Ma *** ½ / *****
Directed by: Tate
Taylor.
Written by: Scotty
Landes.
Starring: Octavia Spencer (Sue Ann),
Diana Silvers (Maggie), Juliette Lewis (Erica), McKaley Miller (Haley), Corey
Fogelmanis (Andy), Gianni Paolo (Chaz), Dante Brown (Darrell), Tanyell Waivers
(Genie), Dominic Burgess (Stu), Heather Marie Pate (Ashley), Tate Taylor
(Officer Grainger), Luke Evans (Ben), Margaret Fegan (Stephanie), Missi Pyle
(Mercedes), Allison Janney (Doctor Brooks), Kyanna Simone Simpson (Young Sue
Ann).
Ma is
exactly the kind of B-level horror film that is best experienced with an
audience – who will laugh and gasp along with it. This is a goofy horror movie
in which a middle aged, working class black woman in Smalltown, USA befriends
the local high school kids with the express purpose to torment them later on –
a long game of revenge for her own experiences in high school, at the hands of
the kid’s parents. You have to swallow a lot of coincidences and goofiness to
believe any of this for a second – and yet, if you’re able to do that, Ma is a
riot.
The woman
in question is Sue Ann (Octavia Spencer), who works as a receptionist and vet
assistant to a demanding bitch of a boss (Allison Janney, appearing here in a
very small role for some reason, who nevertheless, is having a blast being the
worst boss imaginable). She meets Maggie (Diana Silvers) – the new girl at high
school, having moved back to her mom Erica’s (Juliette Lewis) hometown after a
divorce – and her new friends outside the local liquor store. Maggie asks her
to buy them some alcohol, which she initially refuses – but then agrees, when
she realizes one of the kids – Andy (Corey Fogelmanis) is the son of Ben (Luke
Evans) – who Sue Ann knew in high school. Soon, Sue Ann isn’t just buying them
booze – but offering them her basement as a place to party. At first, she keeps
her distance – but then, she’s right down there partying with them. And soon,
it becomes very creepy.
I won’t
reveal more of the plot – you got all of that from the trailers – in large part
because the film takes some bizarre twists and turns that are best experienced
in movie, because they are so unbelievable that only in the context of the rest
of the film does it make any sense at all. The film was written by Scotty
Landes, who seems to having fun with all the bizarre scenes he’s writing, and
had to hope that he would get a cast and director who would make them work.

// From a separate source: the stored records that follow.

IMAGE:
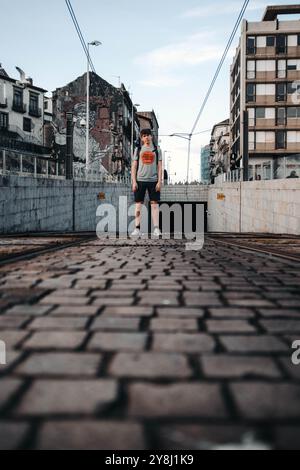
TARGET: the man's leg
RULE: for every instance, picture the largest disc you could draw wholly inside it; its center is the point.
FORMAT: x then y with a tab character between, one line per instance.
138	214
155	213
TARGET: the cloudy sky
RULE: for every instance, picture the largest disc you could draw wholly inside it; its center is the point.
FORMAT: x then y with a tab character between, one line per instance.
165	51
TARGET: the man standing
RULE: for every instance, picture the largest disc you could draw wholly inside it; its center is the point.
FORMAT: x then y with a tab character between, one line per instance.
146	176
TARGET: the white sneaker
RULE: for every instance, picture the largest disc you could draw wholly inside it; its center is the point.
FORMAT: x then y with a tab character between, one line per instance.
136	233
156	232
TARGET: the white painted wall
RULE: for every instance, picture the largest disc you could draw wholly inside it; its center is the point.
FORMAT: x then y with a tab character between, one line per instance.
255	207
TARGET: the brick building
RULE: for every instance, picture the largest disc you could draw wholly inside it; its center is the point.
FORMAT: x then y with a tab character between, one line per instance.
263	75
148	120
110	122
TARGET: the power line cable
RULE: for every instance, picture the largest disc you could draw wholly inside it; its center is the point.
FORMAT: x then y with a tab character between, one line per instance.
241	14
82	40
80	35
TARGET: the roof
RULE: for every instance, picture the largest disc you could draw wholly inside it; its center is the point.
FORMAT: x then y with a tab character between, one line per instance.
273	11
220	124
3	72
32	87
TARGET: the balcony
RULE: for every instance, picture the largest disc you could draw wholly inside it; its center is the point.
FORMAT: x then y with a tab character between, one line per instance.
19	108
3	103
35	112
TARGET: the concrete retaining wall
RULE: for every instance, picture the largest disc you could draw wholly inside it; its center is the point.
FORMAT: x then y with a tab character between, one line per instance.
37	204
255	206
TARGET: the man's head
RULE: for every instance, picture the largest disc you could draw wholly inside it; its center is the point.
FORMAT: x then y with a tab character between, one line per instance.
146	137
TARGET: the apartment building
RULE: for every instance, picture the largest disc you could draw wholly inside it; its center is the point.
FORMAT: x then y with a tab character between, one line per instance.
219	149
265	83
21	110
205	164
148	120
111	120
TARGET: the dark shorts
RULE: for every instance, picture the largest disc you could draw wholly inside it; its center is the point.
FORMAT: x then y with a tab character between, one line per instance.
139	195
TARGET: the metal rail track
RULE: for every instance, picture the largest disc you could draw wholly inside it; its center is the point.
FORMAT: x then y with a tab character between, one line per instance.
238	241
44	249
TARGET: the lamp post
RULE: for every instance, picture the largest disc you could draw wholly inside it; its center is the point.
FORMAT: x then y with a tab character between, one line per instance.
186	136
132	127
87	158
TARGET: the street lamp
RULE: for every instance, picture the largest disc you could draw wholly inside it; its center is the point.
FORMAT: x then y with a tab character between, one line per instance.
186	136
87	159
132	127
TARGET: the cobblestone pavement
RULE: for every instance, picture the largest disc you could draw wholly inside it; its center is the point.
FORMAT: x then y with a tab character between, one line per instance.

Surprisingly, he does. The director here is Tate Taylor – who directed The
Help, and has struggled since (Get On Up, about James Brown, is fascinating but
kind of doesn’t go anywhere and his The Girl on the Train adaptation was the
dullest version of that novel possible). Here, Taylor fully embraces the
goofiness, and goes with it. And his The Help Oscar winner, Octavia Spencer, he
finds the perfect Sue Ann. Spencer has no shame here – she goes for broke,
increasingly as the movie goes along, and she becomes completely unhinged. It
is a brilliant performance really – far better than her work in The Help,
although Sue Ann shares some similarities with the woman who made the poop pie
in that. Diana Silvers – memorable in Booksmart last week – is fine here as
well. She has to keep the film at least somewhat grounded in what is really a
co-lead, and she succeeds.
Ma
doesn’t take anything seriously. It could have – it hints at questions of race
and class, but doesn’t really address any of them. You can imagine a Jordan
Peele version of this film that would do that, but it’s clear here that
basically this film wants to have fun watching a crazy Octavia Spencer torment
and torture teenagers and their parents. Taken in that spirit – and viewed with
the right audience, who will role with the insanity, Ma is a sick delight.